Draft proposals for the free-trade zone in Shanghai showed that the zone goes beyond greater liberalization of trade to take in investment and financial services — including free currency convertibility.
“It is no good for Hong Kong to sit on its laurels and just hope or pray that other financial centers do not or cannot catch up,” Hong Kong Monetary Authority chief executive Norman Chan (陳德霖) told a financial summit.
“There is no room for complacency,” he added.
When asked if he feared Shanghai could surpass Hong Kong as a financial hub, Chan defended its powerhouse status.
“Hong Kong is already a world-class financial center and has a leading edge in the offshore renminbi [yuan] business,” he said. “It is important that we continue to upgrade our platform in facilitating renminbi businesses and we will be able to maintain a competitive edge over time.”
As pro-democracy campaigners in Hong Kong push for universal suffrage by 2017 and anti-Beijing sentiment increases, Chan said the city’s economy was “well positioned” to withstand political tensions.

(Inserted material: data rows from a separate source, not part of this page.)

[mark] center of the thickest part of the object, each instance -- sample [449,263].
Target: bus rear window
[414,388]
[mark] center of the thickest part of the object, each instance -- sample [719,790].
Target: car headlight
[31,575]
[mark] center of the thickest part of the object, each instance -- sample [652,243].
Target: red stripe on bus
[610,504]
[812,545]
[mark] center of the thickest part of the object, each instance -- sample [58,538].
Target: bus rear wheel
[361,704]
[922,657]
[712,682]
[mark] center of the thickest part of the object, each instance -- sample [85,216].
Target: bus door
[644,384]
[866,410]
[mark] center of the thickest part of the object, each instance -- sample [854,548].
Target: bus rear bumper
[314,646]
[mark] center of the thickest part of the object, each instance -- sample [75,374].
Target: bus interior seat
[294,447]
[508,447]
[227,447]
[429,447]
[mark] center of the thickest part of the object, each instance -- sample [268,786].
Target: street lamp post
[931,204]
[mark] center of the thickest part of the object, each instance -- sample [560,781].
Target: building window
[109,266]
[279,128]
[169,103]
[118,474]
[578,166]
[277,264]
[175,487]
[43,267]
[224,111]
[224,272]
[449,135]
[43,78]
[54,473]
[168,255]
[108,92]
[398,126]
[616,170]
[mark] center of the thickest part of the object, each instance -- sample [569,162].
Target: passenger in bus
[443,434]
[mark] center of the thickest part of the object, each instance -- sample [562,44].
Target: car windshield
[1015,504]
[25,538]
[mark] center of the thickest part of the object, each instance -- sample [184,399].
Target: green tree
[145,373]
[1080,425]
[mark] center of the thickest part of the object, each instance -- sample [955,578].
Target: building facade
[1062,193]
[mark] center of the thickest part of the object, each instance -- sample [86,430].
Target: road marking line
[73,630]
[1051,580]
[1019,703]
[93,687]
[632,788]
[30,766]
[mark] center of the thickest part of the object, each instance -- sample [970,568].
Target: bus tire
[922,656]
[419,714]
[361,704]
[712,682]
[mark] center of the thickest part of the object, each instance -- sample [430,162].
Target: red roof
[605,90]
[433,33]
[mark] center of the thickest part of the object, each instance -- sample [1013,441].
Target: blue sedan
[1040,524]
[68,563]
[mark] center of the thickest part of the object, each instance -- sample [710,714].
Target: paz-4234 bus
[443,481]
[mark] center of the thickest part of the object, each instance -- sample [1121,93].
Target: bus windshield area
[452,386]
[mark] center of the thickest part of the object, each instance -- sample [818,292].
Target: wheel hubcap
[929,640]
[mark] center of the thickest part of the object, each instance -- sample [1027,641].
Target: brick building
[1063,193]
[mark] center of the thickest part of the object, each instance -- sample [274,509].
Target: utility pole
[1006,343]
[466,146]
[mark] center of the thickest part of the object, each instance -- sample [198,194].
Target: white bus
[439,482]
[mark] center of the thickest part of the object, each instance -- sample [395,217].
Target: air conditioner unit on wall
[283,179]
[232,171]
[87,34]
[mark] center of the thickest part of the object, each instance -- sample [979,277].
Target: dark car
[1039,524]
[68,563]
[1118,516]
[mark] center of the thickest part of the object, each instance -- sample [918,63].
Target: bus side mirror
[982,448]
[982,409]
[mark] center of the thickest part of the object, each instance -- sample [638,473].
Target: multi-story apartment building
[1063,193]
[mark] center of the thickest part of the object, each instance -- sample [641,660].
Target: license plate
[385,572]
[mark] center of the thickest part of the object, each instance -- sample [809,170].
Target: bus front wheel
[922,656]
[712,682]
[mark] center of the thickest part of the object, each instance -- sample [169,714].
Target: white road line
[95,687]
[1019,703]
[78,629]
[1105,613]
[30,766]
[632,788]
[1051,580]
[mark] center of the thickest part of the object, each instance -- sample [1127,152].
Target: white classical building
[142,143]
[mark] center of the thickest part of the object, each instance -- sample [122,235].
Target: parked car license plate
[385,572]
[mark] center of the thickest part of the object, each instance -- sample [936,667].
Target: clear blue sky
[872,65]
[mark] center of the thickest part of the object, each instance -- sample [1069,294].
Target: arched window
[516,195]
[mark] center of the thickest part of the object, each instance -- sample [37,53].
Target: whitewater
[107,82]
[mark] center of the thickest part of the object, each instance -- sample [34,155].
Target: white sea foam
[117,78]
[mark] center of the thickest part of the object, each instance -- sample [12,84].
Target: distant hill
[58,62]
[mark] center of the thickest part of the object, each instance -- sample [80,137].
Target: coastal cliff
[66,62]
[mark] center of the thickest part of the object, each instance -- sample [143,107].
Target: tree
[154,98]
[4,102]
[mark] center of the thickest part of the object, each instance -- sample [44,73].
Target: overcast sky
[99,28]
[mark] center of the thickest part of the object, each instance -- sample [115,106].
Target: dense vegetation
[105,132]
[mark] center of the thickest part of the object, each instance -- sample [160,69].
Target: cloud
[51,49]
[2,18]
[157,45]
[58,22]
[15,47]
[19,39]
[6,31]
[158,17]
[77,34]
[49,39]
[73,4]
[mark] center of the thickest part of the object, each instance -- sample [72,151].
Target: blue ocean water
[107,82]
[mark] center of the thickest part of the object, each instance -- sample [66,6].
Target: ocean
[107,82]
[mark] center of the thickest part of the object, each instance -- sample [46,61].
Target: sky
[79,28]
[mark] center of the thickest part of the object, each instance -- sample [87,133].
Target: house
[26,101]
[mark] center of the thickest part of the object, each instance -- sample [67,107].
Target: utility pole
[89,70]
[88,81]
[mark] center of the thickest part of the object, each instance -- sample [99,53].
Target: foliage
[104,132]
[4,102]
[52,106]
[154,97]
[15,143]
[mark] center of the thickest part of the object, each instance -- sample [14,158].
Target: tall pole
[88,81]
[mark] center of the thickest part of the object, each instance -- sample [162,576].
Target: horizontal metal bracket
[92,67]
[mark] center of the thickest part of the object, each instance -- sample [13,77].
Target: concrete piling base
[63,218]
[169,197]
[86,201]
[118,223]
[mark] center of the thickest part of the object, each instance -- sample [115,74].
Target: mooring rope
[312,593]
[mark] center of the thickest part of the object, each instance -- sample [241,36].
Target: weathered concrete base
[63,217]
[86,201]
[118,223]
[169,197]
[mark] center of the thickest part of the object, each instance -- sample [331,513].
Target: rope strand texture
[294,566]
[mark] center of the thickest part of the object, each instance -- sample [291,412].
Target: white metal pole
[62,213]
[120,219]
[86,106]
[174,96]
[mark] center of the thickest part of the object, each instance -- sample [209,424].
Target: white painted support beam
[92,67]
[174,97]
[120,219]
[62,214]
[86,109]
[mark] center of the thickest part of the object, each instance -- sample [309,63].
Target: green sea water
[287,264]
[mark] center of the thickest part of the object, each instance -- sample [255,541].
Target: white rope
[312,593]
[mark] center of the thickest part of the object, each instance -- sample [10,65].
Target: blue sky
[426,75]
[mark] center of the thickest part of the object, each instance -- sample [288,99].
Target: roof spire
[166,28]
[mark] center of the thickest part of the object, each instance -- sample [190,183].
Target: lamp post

“We have taken sufficient measures to enhance the risk management of the banking system, our banks are well positioned and well prepared to withstand future shocks, from whatever source,” he said.
Chan underlined the crucial importance of financial market infrastructure to a city’s economic success.
The draft FTZ plan for Shanghai, revealed exclusively by AFP on Thursday, said the new zone would support the establishment of foreign and joint venture banks and welcome privately funded financial institutions.
At present, China’s banking sector is overwhelmingly dominated by state-run institutions.
Hong Kong analysts say the territory — which promotes itself as the business gateway to the world’s second-largest economy, but is facing challenges such as high labor and rental costs — must now rise to the challenge.
“In one to three years time, if Hong Kong cannot revamp itself, it will lose its competitiveness to the trade zone,” ANZ Banking Group chief China economist Liu Ligang (劉利剛) said.
“Some of the businesses in Hong Kong could be shifted to the free-trade zone if people don’t need to use Hong Kong banks anymore,” Liu added. “Hong Kong’s renminbi assets could also flow to the trade zone.”
Sung Yun-wing (宋恩榮), director of the Hong Kong Shanghai Development Institute, said the Shanghai FTZ will serve as a “wake-up call”.
“Hong Kong has to face international global competition, whether from Shanghai or New York and London,” he said.